Великий Князь беззаботно махнул рукой:

- А, ничего особенного. Просто рассказал им о Зеркальщике, коего встретил во время проверки. Помните, такой, со шрамом? Так вот, сей господин удивительно похож на сына Михаила Осиповича, пропавшего… - Михаил Николаевич сделал причудливый жест рукой в воздухе, - ещё ребёнком.

Ярослава Макаровича из холода бросило в нестерпимый жар, по сравнению с коим и адово пламя показалось бы приятной прохладой:

- Вы рассказали им о Всеволоде Алёновиче?! Да как Вы могли?!

Великий Князь бросил на чародея выразительный взгляд. Конечно, не столь оловянный, коим обладал государь Император, но тоже весьма выразительный, моментально превращающий человека в прах под ногами государя.

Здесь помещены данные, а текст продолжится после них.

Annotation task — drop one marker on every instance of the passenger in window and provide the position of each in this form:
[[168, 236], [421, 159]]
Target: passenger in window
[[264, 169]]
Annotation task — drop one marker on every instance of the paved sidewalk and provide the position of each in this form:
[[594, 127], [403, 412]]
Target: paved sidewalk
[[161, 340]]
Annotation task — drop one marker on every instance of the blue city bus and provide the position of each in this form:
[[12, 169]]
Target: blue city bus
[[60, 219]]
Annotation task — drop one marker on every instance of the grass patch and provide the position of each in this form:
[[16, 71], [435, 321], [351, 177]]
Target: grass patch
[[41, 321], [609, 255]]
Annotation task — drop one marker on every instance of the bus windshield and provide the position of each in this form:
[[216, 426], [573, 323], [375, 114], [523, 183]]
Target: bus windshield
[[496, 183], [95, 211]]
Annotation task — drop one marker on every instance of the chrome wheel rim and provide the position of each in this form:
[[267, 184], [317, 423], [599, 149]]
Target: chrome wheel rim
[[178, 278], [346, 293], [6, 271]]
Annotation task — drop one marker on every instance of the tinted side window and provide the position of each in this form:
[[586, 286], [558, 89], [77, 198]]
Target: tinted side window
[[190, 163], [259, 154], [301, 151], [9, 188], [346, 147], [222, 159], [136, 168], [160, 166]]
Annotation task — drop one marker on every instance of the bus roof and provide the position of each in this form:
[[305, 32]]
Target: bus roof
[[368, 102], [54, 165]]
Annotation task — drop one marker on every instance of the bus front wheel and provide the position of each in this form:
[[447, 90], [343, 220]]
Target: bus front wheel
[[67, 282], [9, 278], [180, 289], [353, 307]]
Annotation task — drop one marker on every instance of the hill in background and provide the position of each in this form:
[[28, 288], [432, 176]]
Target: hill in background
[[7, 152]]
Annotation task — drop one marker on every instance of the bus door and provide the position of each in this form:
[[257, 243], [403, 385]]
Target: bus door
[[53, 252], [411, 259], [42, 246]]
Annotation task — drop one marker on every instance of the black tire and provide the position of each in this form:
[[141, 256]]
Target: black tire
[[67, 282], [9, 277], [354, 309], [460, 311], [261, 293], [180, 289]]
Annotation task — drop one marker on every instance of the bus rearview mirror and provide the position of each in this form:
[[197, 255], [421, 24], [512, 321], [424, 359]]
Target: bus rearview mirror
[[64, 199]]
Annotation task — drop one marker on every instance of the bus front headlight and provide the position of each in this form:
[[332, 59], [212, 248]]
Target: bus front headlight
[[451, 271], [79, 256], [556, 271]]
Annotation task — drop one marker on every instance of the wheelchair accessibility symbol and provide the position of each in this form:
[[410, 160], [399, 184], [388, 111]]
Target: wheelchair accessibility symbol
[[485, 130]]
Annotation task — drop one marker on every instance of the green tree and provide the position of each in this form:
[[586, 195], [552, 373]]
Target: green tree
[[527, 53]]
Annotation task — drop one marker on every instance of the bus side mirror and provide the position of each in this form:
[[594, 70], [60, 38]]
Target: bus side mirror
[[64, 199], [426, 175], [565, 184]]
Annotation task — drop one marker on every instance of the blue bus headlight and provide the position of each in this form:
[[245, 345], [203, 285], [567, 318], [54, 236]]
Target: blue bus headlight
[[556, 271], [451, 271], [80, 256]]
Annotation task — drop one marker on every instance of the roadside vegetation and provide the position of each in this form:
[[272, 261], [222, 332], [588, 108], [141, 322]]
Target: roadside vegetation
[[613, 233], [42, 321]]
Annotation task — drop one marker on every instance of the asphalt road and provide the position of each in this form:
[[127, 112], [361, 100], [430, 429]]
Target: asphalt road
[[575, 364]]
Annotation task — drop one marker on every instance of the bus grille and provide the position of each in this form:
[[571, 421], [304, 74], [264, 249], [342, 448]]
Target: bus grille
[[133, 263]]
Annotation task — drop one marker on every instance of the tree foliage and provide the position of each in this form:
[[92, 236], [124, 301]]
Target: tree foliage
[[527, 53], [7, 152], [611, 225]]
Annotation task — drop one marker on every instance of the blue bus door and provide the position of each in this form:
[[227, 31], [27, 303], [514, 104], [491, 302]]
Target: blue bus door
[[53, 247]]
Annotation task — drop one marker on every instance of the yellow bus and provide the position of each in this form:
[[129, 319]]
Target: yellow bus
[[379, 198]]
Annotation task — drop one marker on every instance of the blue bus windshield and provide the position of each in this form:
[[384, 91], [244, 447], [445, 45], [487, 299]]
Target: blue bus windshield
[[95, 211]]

- Прошу прощения, Ваше Высочество, - Ярослав Макарович отвесил изысканный придворный поклон, - я несколько переутомился. Если Вы не возражаете, я бы предложил Вам вернуться в столицу.

Михаил Николаевич сладко зевнул, небрежно прикрыв рот затянутой в тонкую белую перчатку рукой, окинул гостей рассеянным взглядом и лениво кивнул:

- Да, пожалуй, вы правы. Пресная провинциальность меня преизрядно утомила.

Ярослав Макарович церемонно попрощался с губернатором и всем его многочисленным семейством, после чего раскрыл переход и, ненавязчиво оторвав Михаила Николаевича от очередной смущающейся красавицы, покинул праздник. Стоит отметить, что после ухода высоких гостей торжество не только не завершилось, но даже наоборот, стало оживлённее, словно с каждого гостя сбросили незримые путы, ледяные чары, сдерживающие и не дающие говорить в полный голос и веселиться от души.

***

Уже в санях, начисто позабыв о притулившемся на облучке кучере, Михаил Осипович схватил супругу за руку и засипел ей в ухо, брызгая слюной и обдавая её горячим зловонным дыханием:

- Найди, слышишь, найди его!

- Конечно, дорогой, - Анфиса мягко погладила мужа по щеке, - если он жив, я обязательно найду его. Успокойся, тебе вредно волноваться.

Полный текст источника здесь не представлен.